This requires 20% of the residential floor area be dedicated for moderate income households — translating into eight units with below-market starting rents ranging from $950 monthly for studios and up to $2,000 monthly for three-bedroom units. Moderate incomes are defined as incomes between $30,000 and $80,000.
The remaining units will be rented at market rates.
The unit mix is eight studio units, 14 one-bedroom units, and 13 two-bedroom units.
The total floor area is 21,824 sq. ft., giving it a floor space ratio density of 2.95 times the size of the 7,400-sq-ft lot. A single underground level will contain 15 vehicle parking stalls and 54 bike parking spaces.

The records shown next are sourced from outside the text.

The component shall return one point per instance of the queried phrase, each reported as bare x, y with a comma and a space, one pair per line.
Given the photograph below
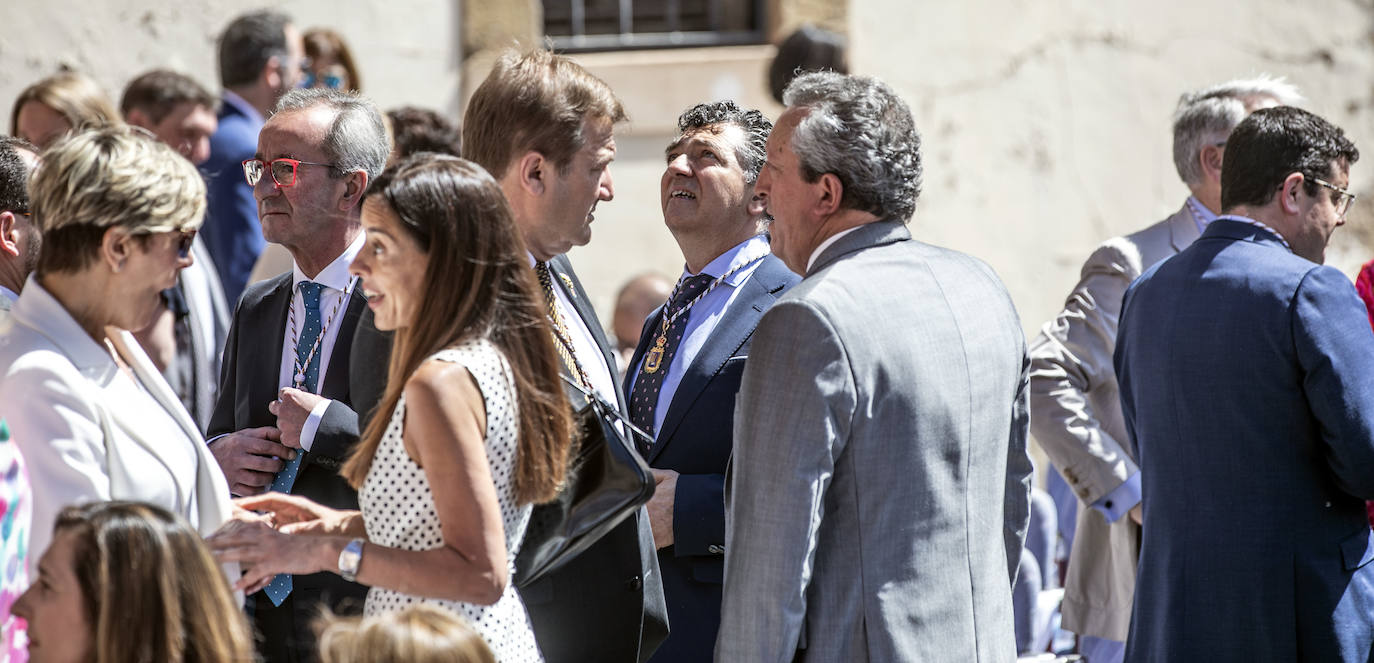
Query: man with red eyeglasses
290, 390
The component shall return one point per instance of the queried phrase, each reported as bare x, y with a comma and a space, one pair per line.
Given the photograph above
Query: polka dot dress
399, 509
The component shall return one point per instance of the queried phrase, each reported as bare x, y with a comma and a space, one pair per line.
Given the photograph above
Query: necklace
654, 360
298, 374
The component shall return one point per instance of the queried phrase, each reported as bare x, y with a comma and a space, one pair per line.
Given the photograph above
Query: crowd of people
344, 459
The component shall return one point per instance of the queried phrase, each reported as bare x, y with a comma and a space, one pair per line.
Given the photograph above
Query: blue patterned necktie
280, 586
643, 396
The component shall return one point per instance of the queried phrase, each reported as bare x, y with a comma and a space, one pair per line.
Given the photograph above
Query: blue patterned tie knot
307, 372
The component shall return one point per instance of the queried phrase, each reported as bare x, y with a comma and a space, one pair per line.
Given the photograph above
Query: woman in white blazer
91, 415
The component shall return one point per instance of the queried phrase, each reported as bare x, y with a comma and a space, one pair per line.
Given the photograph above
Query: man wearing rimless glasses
290, 390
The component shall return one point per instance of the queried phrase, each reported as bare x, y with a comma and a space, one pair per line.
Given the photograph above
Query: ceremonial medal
656, 354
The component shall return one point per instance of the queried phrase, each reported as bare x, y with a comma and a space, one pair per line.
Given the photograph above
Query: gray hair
356, 139
859, 131
1207, 117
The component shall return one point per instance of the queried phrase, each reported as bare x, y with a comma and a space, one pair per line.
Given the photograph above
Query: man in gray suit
878, 496
1076, 413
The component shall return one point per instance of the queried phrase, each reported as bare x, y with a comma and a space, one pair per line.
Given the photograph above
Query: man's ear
116, 247
271, 73
10, 234
138, 118
355, 184
831, 192
757, 205
1289, 194
532, 172
1211, 161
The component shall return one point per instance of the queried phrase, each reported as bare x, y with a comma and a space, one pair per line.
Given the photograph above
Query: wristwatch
349, 559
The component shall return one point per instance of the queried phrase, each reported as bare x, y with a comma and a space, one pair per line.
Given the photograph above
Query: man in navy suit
683, 376
1246, 374
260, 61
302, 363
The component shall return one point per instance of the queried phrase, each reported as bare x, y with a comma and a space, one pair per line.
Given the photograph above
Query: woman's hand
297, 515
265, 552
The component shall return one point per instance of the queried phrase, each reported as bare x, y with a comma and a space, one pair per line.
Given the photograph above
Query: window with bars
609, 25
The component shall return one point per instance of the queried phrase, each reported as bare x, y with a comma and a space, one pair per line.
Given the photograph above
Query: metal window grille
610, 25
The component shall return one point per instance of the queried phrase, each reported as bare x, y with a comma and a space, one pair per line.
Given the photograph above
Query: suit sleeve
790, 426
1017, 490
1069, 360
1336, 352
59, 435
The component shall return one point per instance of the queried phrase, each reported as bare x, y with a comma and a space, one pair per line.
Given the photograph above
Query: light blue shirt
705, 315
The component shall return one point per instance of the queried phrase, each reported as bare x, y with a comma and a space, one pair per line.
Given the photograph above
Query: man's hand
661, 507
291, 408
250, 459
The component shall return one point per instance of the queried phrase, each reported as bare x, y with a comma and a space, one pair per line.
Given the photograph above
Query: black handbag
606, 483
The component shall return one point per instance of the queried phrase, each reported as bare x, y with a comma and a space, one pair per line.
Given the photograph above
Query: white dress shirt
338, 286
705, 315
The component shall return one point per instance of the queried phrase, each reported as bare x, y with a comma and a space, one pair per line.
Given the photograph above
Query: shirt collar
335, 273
826, 245
243, 106
1248, 220
735, 258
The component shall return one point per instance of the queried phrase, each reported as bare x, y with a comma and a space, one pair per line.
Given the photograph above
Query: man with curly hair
880, 489
683, 376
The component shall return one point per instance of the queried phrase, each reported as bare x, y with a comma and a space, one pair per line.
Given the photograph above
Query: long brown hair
151, 588
477, 284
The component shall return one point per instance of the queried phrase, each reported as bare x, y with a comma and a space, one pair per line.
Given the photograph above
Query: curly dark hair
1274, 143
756, 126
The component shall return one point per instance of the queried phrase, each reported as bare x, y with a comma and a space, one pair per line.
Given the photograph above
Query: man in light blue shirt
683, 376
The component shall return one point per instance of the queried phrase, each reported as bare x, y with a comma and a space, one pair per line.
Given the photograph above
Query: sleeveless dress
399, 509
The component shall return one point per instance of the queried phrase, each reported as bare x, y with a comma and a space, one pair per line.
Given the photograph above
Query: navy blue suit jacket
1246, 382
231, 228
695, 441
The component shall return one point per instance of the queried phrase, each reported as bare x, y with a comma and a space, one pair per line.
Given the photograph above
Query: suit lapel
337, 378
268, 324
735, 326
566, 280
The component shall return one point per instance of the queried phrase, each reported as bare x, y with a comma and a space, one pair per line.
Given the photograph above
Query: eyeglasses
1343, 201
331, 81
283, 170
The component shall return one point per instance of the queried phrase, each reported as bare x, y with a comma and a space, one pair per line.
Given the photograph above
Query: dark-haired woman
478, 428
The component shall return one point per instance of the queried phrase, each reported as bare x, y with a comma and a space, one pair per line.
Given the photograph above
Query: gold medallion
656, 356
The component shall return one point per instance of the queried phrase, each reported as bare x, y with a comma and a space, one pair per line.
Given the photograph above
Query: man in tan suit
1075, 409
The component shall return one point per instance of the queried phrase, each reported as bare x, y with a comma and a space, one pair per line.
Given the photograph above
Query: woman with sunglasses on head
473, 430
88, 411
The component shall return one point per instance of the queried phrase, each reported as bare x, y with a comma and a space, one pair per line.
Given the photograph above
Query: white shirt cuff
312, 424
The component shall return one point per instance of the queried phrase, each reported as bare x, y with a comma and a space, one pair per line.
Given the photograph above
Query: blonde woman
89, 412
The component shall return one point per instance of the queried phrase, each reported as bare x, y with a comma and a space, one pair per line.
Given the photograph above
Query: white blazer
89, 430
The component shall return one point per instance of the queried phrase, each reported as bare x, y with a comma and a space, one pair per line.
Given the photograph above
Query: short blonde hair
110, 177
72, 95
421, 633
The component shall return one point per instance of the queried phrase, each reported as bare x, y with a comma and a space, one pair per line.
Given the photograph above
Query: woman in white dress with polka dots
480, 426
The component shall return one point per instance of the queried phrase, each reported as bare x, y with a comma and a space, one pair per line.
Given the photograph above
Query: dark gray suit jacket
607, 603
249, 382
880, 489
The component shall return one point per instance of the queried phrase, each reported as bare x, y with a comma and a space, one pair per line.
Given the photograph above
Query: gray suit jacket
1076, 417
878, 493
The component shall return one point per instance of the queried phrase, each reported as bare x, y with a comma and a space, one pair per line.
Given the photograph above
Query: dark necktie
280, 586
643, 400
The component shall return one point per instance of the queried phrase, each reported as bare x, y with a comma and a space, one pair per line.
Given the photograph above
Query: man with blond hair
1075, 411
543, 126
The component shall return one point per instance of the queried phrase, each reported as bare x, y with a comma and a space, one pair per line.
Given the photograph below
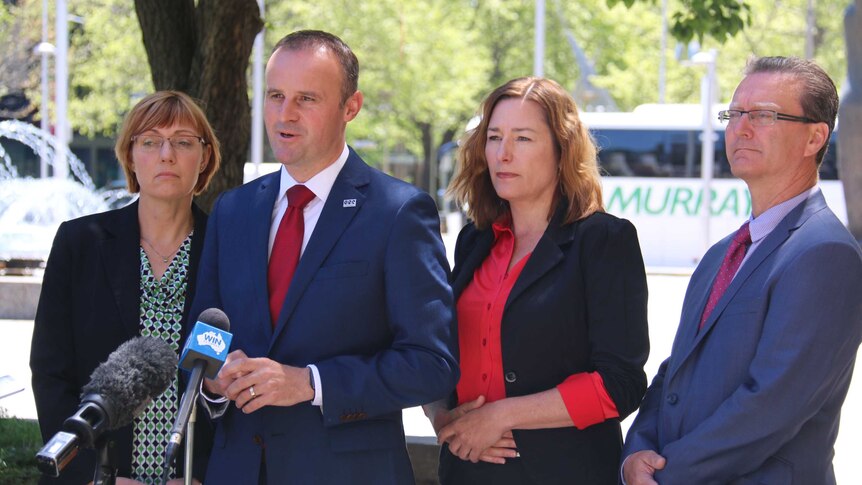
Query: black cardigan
89, 305
579, 305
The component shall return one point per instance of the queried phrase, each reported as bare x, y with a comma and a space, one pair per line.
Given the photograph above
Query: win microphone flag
207, 342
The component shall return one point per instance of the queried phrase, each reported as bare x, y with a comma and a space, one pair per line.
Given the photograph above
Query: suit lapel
773, 241
120, 259
259, 224
546, 255
333, 221
475, 257
200, 221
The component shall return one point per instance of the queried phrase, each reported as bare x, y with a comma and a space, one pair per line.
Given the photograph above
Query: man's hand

The new building will replace 1943-built, one- and two-storey duplex structures with a combined total of six existing rental units.
In her closing comments, Hardwick questioned the affordability of the new homes compared to the existing units, and suggested the neighbourhood is overwhelmingly opposed to the project, based on the feedback received.

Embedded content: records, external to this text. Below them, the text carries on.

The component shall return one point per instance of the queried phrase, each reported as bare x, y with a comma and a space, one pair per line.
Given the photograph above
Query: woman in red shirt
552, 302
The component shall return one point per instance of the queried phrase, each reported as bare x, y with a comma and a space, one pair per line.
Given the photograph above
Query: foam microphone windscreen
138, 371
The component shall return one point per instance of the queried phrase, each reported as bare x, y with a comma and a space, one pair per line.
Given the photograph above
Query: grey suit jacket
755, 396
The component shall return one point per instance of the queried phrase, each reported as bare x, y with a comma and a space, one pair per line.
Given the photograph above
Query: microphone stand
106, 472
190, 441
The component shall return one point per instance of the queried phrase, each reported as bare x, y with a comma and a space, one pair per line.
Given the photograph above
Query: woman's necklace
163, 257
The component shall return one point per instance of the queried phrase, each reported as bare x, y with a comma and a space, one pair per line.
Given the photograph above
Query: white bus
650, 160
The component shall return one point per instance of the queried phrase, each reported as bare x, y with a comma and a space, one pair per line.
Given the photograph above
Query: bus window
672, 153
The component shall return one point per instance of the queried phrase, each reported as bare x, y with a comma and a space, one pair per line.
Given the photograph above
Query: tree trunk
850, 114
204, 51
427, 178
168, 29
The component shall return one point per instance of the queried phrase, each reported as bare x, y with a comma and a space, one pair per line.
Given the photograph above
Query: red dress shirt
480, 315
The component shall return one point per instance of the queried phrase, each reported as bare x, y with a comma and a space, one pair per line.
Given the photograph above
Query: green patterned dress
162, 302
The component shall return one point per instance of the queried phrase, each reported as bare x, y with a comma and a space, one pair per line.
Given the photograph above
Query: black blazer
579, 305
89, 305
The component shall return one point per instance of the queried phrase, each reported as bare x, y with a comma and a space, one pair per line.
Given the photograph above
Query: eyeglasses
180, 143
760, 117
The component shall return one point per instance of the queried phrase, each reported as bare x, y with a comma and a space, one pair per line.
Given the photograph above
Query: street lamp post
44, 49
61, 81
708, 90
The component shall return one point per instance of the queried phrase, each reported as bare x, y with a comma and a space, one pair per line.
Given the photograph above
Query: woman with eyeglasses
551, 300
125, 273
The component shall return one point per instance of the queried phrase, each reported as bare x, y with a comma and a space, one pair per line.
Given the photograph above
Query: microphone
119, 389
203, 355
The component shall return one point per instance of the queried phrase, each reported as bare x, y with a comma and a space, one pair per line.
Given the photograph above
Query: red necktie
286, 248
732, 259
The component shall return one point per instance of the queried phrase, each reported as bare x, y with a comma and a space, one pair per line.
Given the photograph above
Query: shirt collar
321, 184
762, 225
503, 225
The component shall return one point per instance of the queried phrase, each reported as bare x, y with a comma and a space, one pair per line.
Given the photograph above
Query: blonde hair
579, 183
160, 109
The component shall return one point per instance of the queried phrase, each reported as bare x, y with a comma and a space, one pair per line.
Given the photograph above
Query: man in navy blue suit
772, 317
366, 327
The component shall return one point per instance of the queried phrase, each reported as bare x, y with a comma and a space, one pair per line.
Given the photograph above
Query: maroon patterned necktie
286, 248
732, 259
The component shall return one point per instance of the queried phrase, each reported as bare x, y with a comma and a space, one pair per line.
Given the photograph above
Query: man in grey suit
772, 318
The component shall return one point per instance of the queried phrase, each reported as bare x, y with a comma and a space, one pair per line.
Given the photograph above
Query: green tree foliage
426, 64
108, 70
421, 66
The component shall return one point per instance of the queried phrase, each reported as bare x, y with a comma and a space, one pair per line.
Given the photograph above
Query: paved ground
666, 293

“This site does not meed the MIRPH policy guidelines… There has been tremendous community consultation and involvement in this; it has not been 50-50. There has clearly been massive organization in the Kitsilano community about this,” said Hardwick.
“Yes, we will be creating more rental housing… certainly that is the legacy of Kitsilano,” she continued. “It is not a single family neighbourhood, it has not been for a very long time. It is one of the densest nodes of apartment dwellings.”
To help address some of the concerns of neighbourhood residents, an amendment proposed by NPA councillor Lisa Dominato was passed, with Hardwick, OneCity councillor Christine Boyle, and COPE councillor Jean Swanson opposed.
The amendment called for possible changes to the massing and bulk of the building, including an improved transition to the adjacent single-family dwelling structures by using landscape screening and buffers.
“It’s not a simple binary conversation… I didn’t hear anyone saying, ‘No, we don’t want housing in their neighbourhood. We don’t want new neighbours.’ That was not the message I heard, it’s often particularly exacerbated in areas of social media where we see the YIMBY-NIMBY debate,” said Dominato.
“I did hear considerations for change in the neighbourhood in terms of height, bulk, and potential implications for neighbouring homes.”
This is the 11th MIRHPP project approved by city council, bringing the total number of units under the pilot project to 272 units of moderate income housing and 1,061 secured market rental units. The pilot project permits up to 20 rezonings.